If one needs the actual alignment, we can backtrack the alignment process in all above cases. The code can be found here [GitHub]

## Saturday, April 15, 2017

### Three Algorithm Tricks in Data Mining

I really enjoy it when concepts can be reused or applied in several contexts. Three of the algorithms
that seem to be everywhere are quick sort, merge sort and binary search. In this post I will
just show some tricks I learned during coding. Using a similar algorithm than the merge method
of merge sort for fast sparse vector multiplication, using binary search to insert into a histogram in O(log(n)) time, and using the partition method of quick sort during C.45 decision tree training.

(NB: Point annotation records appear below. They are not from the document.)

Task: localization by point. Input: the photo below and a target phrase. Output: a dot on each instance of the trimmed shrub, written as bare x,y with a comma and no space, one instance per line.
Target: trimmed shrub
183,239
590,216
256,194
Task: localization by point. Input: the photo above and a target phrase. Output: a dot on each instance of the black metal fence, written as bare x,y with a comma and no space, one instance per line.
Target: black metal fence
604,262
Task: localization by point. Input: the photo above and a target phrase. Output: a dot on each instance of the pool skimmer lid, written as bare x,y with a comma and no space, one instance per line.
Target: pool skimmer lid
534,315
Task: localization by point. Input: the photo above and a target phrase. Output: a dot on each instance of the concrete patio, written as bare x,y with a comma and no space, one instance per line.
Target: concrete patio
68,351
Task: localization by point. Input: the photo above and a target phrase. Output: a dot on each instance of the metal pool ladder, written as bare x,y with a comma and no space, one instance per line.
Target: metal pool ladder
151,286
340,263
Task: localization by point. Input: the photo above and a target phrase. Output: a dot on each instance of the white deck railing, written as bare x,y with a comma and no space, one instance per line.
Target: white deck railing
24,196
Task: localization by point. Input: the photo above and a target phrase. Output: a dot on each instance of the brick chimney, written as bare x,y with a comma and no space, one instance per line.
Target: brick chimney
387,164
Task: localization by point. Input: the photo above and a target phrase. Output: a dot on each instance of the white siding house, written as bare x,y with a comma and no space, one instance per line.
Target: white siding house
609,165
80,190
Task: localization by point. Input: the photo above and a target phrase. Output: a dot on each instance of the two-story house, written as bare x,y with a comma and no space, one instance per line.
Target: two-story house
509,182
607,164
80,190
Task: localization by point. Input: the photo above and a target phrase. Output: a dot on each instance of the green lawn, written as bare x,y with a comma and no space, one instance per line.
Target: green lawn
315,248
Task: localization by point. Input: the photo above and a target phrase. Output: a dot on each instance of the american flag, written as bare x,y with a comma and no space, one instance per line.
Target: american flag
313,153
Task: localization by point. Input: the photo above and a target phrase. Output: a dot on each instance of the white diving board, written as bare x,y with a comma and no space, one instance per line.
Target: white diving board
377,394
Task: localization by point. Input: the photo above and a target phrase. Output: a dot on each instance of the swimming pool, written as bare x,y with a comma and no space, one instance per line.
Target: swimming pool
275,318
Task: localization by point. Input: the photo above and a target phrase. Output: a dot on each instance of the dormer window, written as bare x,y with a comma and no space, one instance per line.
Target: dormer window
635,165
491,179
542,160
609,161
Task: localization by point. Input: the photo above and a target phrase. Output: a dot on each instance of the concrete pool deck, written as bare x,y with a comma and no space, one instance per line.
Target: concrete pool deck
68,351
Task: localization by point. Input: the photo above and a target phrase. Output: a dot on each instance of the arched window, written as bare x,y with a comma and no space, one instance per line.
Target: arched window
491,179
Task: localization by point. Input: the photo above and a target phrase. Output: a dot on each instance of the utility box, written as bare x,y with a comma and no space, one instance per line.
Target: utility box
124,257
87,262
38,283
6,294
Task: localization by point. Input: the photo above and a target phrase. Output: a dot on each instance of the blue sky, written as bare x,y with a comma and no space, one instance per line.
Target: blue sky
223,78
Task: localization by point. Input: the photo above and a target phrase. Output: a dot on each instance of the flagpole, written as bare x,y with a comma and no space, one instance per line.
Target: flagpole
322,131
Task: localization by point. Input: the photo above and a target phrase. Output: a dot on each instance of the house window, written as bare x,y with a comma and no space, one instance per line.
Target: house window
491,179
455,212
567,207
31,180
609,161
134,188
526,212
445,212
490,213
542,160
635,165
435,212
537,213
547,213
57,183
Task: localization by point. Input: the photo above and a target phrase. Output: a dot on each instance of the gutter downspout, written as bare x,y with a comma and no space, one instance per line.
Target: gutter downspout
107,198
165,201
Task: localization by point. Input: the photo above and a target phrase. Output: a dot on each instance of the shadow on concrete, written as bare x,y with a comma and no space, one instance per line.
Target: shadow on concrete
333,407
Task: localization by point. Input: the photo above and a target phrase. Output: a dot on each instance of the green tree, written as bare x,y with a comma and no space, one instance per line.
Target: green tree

### Fast Sparse Vector Multiplication

A sparse vector is a vector where most if the entries are zeros. A common data structure is an array saving all non zero entries. Each entry is a tuple of the position and the corresponding value. Also the array is sorted increasingly by the position. Given two such vectors, we can multiply two such vectors very efficiently. We use two variables i and j, indicating a position in one of the vectors' array x and y. The variables move at the same speed as long as the positions of x(i) and y(j) are the same. In this case, we can also aggregate the multiplication of the vector elements. If i points to a position larger than j, we only move j until i and j are equal and vice versa. Since in the previous case, x(i) or y(j) is a zero entry, we don't have to compute anything. The movement of i and j is the same in the merge method of merge sort.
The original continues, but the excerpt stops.